LANGUAGE is important in politics.

In a sense, it's all politics is, from the hustings or television debates to bills and acts written in legalese. The latter need not detain us. They're for those and such as those and not for us commoners, whose fare, in Scotia Minor at least, is the straightforward soundbite, today usually containing a twisted threat or warning. In essence: stay in your place.

We hear but only the weakest obey. Besides, that's language mediated through the media. Real political talking takes place in parliaments, places where politicians go to escape the people.

Fine words unheard by the mob have spewed forth in such institutions over the years, and now Glasgow University linguists will analyse more than 2.3 billion of those trilled at yonder Westminster between 1803 and 2003.

They'll chart the incidence of topics such as war, honesty, honour, homosexuality and terrorism, and also examine how the language of individual MPs changes. Shame it stops at 2003. Median Labour statesman or woman 2004: "We will oppose the wicked Conservatives unceasingly." And 2014: "We stand shoulder to shoulder with our Conservative colleagues against the cancer of independence."

As a columnist, I've little time for topics, but language fascinates me. Folk have ever complained that it's not what it used to be, though today it is undeniably wan and cautious, as minor gaffes are construed as major splits.

Maybe it was ever thus. Humphrey Catiline committed the harmless blunder of trying to overthrow the Roman government and, in 63BC, was torn to shreds by Albert Cicero, who said in the Senate: "How long, O Catiline, will you abuse our patience? And for how long will that madness of yours mock us? To what end will your unbridled audacity hurl itself?"
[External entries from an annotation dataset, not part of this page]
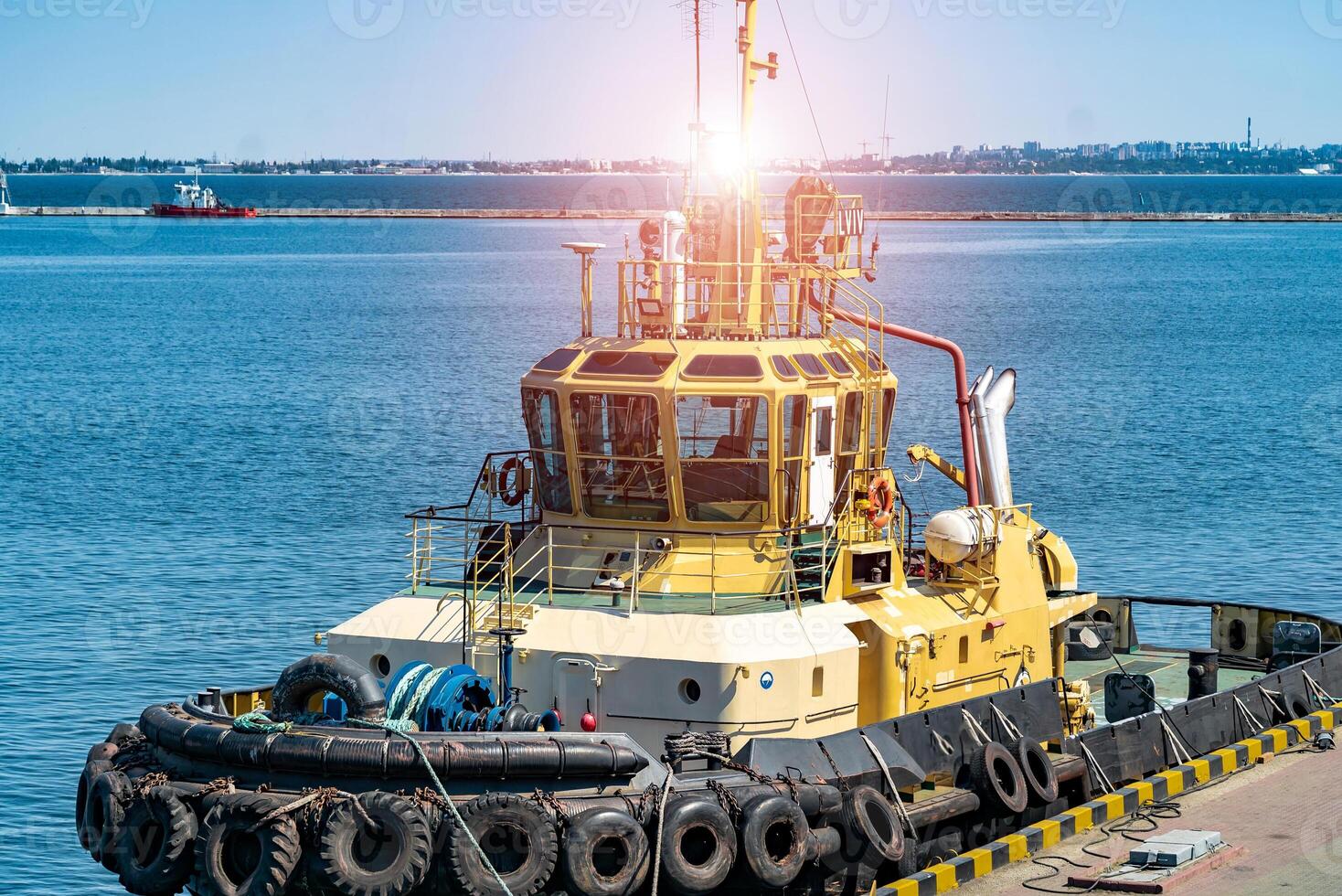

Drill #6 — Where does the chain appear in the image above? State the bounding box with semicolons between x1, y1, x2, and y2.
816;741;848;793
135;772;168;798
531;787;569;824
706;778;740;824
197;775;238;796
Of course, what he actually said was something about patientia nostra and ad finem sese effrenata: meaningless bilge, in other words. Fortunately, nobody talks like that any more. Or like this: "Ye sordid prostitutes, have you not defil'd this sacred place?"

That was yon Cromwell, not in Senga's Sauna, Embra, but to the Commons in 1653. In 1791, the same sordid place saw William Wilberforce ululate against the arguably iniquitous practice of slavery: "Let us not despair. It is a blessed cause and success, ere long, will crown our exertions. Already we have gained one victory. We have obtained, for these poor creatures, the recognition of their human nature … "

Stirring stuff, and how rerr to hear the word "ere" there. Maiden speeches are supposed to be uncontroversial but one by the Conservatives' FE Smith (in olden times, many people had initials instead of first names) is said to have been the most famous ever made. Effie used the occasion to quote the poet Dryden on fortune: "I can enjoy her while she's kind; But when she dances in the wind, And shakes her wings, and will not stay, I puff the prostitute away."

I think we can see a theme developing here. But, leaving aside prostitutes, and passing over the wondrous beaches and hills of Churchill, we cast our eyes on recent times.

Tony Blair post-9/11 was riveting at Labour conference ("Whatever the dangers of the action we take, the dangers of inaction are far, far greater"), by Donald Dewar on Scotland's past ("the shout of the welder in the din of the great Clyde shipyards, the speak of the Mearns rooted in the land"), by Neil Kinnock on the Tory threat ("I warn you not to fall ill, I warn you not to get old").

Later, the latter spent more time warning against left-wingers, nuclear disarmers, and independence supporters. But that's the way it goes.

The independence debate has thrown up remarkably little linguistic heroics, with only Labour leader Johann Lamont showing any spark: "See they Nats, ah pure hate thum so ah do."

Back at Westminster, I predict the Glasgow researchers won't find more stirring words than those of Viscount Amberley to the House of Lords in 1978: "This House is indisputably Marxist and inherits the banner of the Red Army of the Soviet Union."

To which he added: "The official rating of the human race in the northern hemisphere is: toad." Says it all really.